A DESCRIPTION OF THE PROBLEM :
When mixing blits of scaled and not-scaled images weird slowdowns occur when the OpenGL pipeline is enabled.
The strange thing is that when doing only blits of scaled images they are as fast as blits of unscaled images, but as soon as you add blits of not scaled image performance goes down.

We discovered the problem when writing a spreadsheet-like application which uses image-scaling so that some signs can be stored in images and also be used also with dynamically adjustable grid sizes.
In our grid we do not use any non-scaled images, maybe that happens because of other operations like fills or glyph-painting.

The image I used is a 20x20 grayscale image and is 1-bit transparent.

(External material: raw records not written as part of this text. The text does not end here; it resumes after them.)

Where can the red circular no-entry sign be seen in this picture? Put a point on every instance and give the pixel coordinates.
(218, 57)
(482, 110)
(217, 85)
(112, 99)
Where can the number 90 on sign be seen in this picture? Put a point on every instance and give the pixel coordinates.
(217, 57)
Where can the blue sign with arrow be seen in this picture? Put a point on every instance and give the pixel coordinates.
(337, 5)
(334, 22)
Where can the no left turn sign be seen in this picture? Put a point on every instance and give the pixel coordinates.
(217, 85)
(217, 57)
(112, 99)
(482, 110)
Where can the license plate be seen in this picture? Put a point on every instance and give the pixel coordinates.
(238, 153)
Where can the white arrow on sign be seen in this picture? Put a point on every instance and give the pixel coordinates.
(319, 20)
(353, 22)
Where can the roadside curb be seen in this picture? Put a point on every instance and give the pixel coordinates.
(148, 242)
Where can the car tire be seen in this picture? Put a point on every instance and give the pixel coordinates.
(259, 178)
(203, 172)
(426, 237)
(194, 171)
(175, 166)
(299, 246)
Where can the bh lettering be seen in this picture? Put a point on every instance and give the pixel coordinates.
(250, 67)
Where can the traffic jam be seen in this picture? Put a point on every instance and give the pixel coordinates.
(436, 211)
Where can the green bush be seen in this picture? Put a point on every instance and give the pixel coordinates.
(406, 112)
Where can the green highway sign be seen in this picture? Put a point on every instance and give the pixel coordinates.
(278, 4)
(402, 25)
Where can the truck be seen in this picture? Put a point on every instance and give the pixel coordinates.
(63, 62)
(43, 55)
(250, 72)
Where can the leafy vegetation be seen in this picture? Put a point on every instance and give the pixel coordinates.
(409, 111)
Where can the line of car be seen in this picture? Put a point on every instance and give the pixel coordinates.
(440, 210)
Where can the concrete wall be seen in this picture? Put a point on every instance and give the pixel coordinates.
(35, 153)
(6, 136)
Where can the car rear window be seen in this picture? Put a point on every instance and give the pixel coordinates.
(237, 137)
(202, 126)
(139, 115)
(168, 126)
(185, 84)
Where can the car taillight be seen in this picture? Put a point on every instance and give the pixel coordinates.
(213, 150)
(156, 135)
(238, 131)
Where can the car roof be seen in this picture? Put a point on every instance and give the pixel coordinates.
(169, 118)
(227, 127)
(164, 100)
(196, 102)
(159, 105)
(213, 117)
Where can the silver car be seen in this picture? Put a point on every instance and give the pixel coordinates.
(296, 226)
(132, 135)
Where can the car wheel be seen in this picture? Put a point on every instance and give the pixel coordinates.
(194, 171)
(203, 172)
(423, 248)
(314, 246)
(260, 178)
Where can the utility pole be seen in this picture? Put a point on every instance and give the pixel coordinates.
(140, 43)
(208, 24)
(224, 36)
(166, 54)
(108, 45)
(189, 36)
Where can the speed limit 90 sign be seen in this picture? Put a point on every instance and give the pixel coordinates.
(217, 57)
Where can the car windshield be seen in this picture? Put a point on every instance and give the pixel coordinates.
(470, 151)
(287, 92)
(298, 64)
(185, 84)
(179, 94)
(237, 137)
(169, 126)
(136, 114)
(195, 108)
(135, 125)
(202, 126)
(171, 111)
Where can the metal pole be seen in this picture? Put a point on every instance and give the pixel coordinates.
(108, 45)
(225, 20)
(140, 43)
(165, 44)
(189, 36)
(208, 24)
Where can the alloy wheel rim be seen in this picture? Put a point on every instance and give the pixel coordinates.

This are the results I get when running the sample-code on my test  machine which blits each image 10.000 times to a JFrame:
Scaled image took: 747
Full image took: 32

This I get when blitting only scaled images:
Scaled image took: 1
Scaled image took: 1



STEPS TO FOLLOW TO REPRODUCE THE PROBLEM :
Run the sample-code with the OpenGL pipeline enabled.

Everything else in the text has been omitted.